Yes, smooth legs are wonderful. I have a Braun Silk Epil that does a great job of keeping mine smooth.


----------



## Kazooie (Jul 16, 2012)

Jaemie said:


> "Mie" is a girl's name in Japan, pronounced mee-eh. It's also one of my nicknames, from the last part of Jae*mie*. So, I was like, "Hey, a thread about my leg!"  *derp*
> 
> Anyway..
> 
> Yes, smooth legs are wonderful. I have a Braun Silk Epil that does a great job of keeping mine smooth.

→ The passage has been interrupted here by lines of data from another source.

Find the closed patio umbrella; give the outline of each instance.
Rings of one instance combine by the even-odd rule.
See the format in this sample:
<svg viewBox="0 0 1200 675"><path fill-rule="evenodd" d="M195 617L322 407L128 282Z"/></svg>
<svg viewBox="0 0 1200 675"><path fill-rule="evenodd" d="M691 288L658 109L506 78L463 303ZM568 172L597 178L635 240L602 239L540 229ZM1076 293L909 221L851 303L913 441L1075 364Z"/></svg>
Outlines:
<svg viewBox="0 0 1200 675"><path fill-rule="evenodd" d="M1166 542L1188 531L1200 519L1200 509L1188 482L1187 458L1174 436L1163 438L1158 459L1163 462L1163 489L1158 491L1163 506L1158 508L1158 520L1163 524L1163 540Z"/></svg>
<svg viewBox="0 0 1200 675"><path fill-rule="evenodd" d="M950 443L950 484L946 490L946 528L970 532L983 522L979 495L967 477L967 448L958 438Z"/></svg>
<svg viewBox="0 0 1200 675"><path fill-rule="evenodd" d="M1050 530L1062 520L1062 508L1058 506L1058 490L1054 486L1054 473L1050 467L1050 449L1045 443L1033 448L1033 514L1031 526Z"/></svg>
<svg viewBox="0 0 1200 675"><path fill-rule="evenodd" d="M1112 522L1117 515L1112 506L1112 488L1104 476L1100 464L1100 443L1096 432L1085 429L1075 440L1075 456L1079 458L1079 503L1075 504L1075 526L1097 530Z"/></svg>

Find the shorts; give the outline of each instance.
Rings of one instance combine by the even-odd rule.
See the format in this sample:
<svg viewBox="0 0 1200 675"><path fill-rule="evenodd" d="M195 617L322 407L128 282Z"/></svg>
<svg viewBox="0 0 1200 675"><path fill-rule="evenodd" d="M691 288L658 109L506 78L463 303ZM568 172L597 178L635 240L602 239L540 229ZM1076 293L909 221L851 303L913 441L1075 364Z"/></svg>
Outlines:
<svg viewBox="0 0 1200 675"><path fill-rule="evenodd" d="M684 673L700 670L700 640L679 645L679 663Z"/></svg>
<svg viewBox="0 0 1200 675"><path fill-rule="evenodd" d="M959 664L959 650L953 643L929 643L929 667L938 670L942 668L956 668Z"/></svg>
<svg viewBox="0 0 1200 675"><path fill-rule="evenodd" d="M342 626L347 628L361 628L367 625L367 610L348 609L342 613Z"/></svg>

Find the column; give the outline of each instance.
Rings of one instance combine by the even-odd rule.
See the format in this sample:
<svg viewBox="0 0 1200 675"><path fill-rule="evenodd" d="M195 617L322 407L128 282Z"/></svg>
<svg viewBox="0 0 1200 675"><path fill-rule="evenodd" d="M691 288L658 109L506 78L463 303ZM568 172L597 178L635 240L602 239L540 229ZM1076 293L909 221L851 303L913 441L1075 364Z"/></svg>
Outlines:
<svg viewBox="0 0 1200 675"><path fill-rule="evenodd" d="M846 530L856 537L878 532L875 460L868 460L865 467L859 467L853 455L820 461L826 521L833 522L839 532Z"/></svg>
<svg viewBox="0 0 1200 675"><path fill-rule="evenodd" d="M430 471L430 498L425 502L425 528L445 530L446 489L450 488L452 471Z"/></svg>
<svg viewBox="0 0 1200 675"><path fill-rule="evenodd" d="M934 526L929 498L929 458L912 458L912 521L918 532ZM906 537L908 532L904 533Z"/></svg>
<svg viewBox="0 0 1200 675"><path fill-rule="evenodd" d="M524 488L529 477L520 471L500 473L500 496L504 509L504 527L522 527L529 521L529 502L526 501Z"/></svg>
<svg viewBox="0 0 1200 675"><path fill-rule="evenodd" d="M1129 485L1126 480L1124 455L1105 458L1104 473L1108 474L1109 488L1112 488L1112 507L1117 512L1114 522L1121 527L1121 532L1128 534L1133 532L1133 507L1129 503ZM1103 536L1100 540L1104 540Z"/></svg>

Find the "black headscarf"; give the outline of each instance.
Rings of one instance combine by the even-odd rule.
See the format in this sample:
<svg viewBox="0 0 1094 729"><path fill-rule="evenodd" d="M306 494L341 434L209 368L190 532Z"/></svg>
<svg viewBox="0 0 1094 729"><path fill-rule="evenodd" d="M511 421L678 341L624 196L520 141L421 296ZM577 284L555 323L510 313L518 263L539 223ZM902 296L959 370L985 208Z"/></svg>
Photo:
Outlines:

 Sorry, can't creep on you're legs from here! Lucky!-_- I had to use a razor blade (for tools) and some water. Got probably close to 8 nicks. And my other leg has a patch of longer hair that I can't get all off.


----------



## Compaq (Jul 16, 2012)

The smoothest leg comes from a good shave. Buy traditional gear, it's much better than that venus crap. 

Seriously


----------



## Jaemie (Jul 17, 2012)

Kazooie said:


> Sorry, can't creep on you're legs from here!



Rats!


----------



## Jaemie (Jul 17, 2012)

Compaq said:


> The smoothest leg comes from a good shave. Buy traditional gear, it's much better than that venus crap.
> 
> Seriously



I've found that either waxing or elipating, with that Braun or similar, results in the smoothest legs, simply because both techniques remove the hair with the root. Shaving, no matter how close, inevitably leaves stubble. Now go wax your legs and report back!


----------



## Kazooie (Jul 17, 2012)

Jaemie said:


> Compaq said:
> 
> 
> > The smoothest leg comes from a good shave. Buy traditional gear, it's much better than that venus crap.
> ...



Oh yeah, caus I can tots go ans ask my mom to get me stuff to wax my legs.


----------



## JoshuaSimPhotography (Jul 17, 2012)

CONGRATZ Jamie! 1000 post! TPF junkie!


----------



## Jaemie (Jul 17, 2012)

JoshuaSimPhotography said:


> CONGRATZ Jamie! 1000 post! TPF junkie!



Thanks!   Woot!!! I'm an addict.


----------



## Jaemie (Jul 17, 2012)

Kazooie said:


> Oh yeah, caus I can tots go ans ask my mom to get me stuff to wax my legs.



 

$7.99  Just go to your local Walgreens or RiteAid. Sally Hansen Hair Remover Wax Strip Kit | Walgreens


----------